Squarespace has Email Campaigns as a paid add-on (starting at $7/month for 500 sends), but it doesn't have native paid newsletter subscriptions the way Ghost does. Squarespace does offer member areas on the Plus plan ($39/month), which lets you gate content behind a paywall, but it's not built specifically for the paid newsletter model. If paid subscriptions are your primary revenue stream, Ghost's native membership system is more robust and more affordable for that purpose.
Is Ghost good for SEO?
Yes. Ghost generates clean, structured markup, loads fast, and supports custom meta titles, descriptions, canonical URLs, and structured data. Ghost sites tend to have strong page speed scores because the platform is lightweight. For blog and publication SEO specifically, Ghost performs very well. The main limitation is that Ghost doesn't have as many non-blog page types to optimize (no portfolio pages, service pages, or product listings), so if your SEO strategy extends beyond content publishing, you'll have less to work with.

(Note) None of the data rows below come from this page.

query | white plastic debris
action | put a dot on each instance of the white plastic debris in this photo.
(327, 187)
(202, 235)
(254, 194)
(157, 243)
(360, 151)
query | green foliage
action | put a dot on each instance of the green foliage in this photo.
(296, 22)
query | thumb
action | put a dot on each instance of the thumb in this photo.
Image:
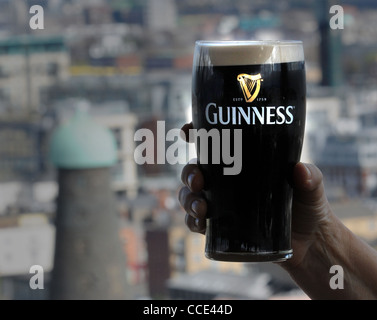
(310, 204)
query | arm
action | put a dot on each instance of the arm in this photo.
(336, 245)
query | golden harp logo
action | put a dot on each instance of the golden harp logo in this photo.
(250, 85)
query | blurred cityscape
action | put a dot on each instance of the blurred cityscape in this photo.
(128, 62)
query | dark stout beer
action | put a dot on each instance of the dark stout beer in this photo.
(258, 87)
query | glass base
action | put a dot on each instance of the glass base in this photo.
(277, 256)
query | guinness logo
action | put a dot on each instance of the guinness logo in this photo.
(250, 85)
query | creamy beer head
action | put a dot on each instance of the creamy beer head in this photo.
(229, 53)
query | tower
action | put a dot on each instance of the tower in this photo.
(89, 263)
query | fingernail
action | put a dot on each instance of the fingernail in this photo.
(195, 206)
(190, 179)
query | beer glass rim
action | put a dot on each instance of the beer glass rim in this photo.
(247, 42)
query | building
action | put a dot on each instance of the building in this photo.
(30, 65)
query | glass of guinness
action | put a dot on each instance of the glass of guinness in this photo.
(248, 107)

What is Ghost CMS used for?
Ghost is an open-source publishing platform built for bloggers, journalists, and independent publishers. It's used to create content-driven websites with built-in newsletters, audience management, and paid membership features. Ghost is popular with writers who want to own their platform and monetize directly through subscriptions rather than ads. Publications like The Browser, 404 Media, and many independent writers use Ghost as their primary publishing tool.
Is Squarespace good for blogging?
Squarespace has a solid blog feature with categories, tags, scheduling, featured images, SEO fields, and multiple layout options. For small business owners and creatives who publish blog content as part of their broader website, it works well. The editor is functional and easy to use. That said, if blogging is your primary focus and you're publishing frequently, Ghost's dedicated writing editor and publishing workflow are more refined. Squarespace is great for blogging as part of a bigger site; Ghost is built for people whose site IS the blog.
Can you use Ghost as a website builder?
Ghost can function as a basic website with static pages (About, Contact, etc.), but it's not a website builder in the way Squarespace or WordPress is. There's no drag-and-drop editor, limited page types, and no built-in features for e-commerce, portfolios, booking, or service pages. If you need a straightforward publication site with a few static pages, Ghost can work. If you need a multi-purpose business website, Ghost isn't designed for that.